Delle stelle nel loro paese, sono partiti da casa con la radio che intonava tutto il giorno le loro canzoni. "Non abbiamo più niente in patria. Nemmeno accesso alle donazioni dei governi stranieri. Quelle sono per i più poveri, per quelli che la casa non l'hanno mai avuta. Noi abbiamo dignità - non potremmo mai togliere a chi non ha mai avuto niente. Noi almeno abbiamo quattro mura, e soprattutto abbiamo salva la vita, e quella dei nostri due figli".
Ma non è solo la costa a soffrire della depressione della paura. L'incubo percorre tutta l'isola. La televisione non trasmette più programmi musicali, i concerti sono stati cancellati. "Qui non c'è più gioia. Il lutto ha colpito l'intero paese. E' un incubo da cui è difficile risvegliarsi"
Dopo lo tsunami guadagnavano 12000 rupie al mese, più o meno 95 euro, grazie al lavoro di insegnante di lei. Non era abbastanza per sfamare la famiglia. C'è voluto l'invito ad un concerto in Francia per trovare il modo di scappare. Il modo di vivere. Di far sopravvivere i figli, che a scuola non ci possono più andare. "Non ci sono soldi per pagare la retta e solo la scuola privata assicura un livello d'istruzione sufficiente." Questo mese le ninne nanne della bella signora, maestra visharad in esilio, hanno permesso loro di mangiare. E di tornare a studiare.

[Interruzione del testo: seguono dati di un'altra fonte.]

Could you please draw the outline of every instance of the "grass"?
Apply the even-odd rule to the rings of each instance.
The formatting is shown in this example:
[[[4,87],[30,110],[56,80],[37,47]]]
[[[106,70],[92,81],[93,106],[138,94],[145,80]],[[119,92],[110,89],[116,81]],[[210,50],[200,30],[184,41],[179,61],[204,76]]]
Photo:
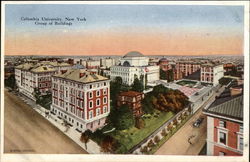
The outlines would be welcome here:
[[[137,129],[136,127],[132,127],[123,131],[116,130],[111,132],[110,135],[117,139],[121,144],[121,147],[118,148],[116,152],[126,153],[129,149],[141,142],[173,116],[174,113],[172,112],[159,112],[158,110],[155,110],[154,115],[151,115],[150,118],[147,117],[143,119],[145,121],[144,128]]]
[[[185,86],[185,85],[189,85],[189,86],[194,86],[196,84],[196,82],[194,81],[188,81],[188,80],[182,80],[177,82],[177,84],[181,85],[181,86]]]
[[[154,145],[152,150],[147,154],[154,154],[161,147],[161,145],[163,145],[170,137],[172,137],[172,135],[174,135],[191,118],[191,116],[192,115],[189,115],[184,120],[182,120],[181,123],[177,125],[177,127],[173,128],[170,133],[168,133],[156,145]]]

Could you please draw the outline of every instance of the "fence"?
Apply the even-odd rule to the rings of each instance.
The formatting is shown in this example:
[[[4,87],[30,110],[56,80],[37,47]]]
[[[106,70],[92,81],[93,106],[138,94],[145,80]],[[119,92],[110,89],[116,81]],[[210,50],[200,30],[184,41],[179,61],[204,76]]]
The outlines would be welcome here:
[[[161,131],[163,129],[166,129],[170,124],[173,123],[173,121],[176,119],[178,119],[181,114],[184,114],[185,112],[188,112],[188,108],[183,109],[182,111],[178,112],[175,116],[173,116],[170,120],[168,120],[166,123],[162,124],[159,128],[157,128],[153,133],[151,133],[149,136],[147,136],[144,140],[142,140],[140,143],[138,143],[137,145],[135,145],[134,147],[132,147],[128,153],[130,154],[140,154],[140,149],[147,145],[148,142],[151,139],[154,139],[155,136],[159,136],[159,138],[163,138],[163,136],[161,135]]]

Come loro ci sono tante famiglie nello Sri Lanka, troppo povere per sopravvivere, troppo ricche per chiedere l'elemosina. Non hanno avuto la fortuna di ricevere l'invito ad andare a cantare all'estero. Per ottenere un visto falso occorrono circa otto mila euro. Dove li trovano?
E i fondi dati dall'Italia? "I pescherecci sono in ricostruzione, le baracche sulla spiagge che ospitavano le famiglie più povere sono state risistemate. Ma il sessanta per cento degli aiuti è concentrato nella zona dei Tamil, Trincomalee e Jafna, dove le armi della rivolta non hanno ancora smesso di sparare, non sappiamo perché. E l'economia, già misera, non riparte. Hanno tutti paura. Nessuno compera, nessuno crede, nessuno ride."
C'è posto per la speranza? "Per noi sì, qui, in Italia. Ci hanno accolto amici del nostro paese, che hanno provveduto ai nostri bisogni immediati, inviando anche i soldi a casa per i nostri figli. Ma non abbiamo i documenti. Speravamo in un provvedimento per le vittime dello tsunami: non cerchiamo soldi, solo lavoro. Non importa. Siamo felici qua. Speriamo qua. Le cose cambieranno".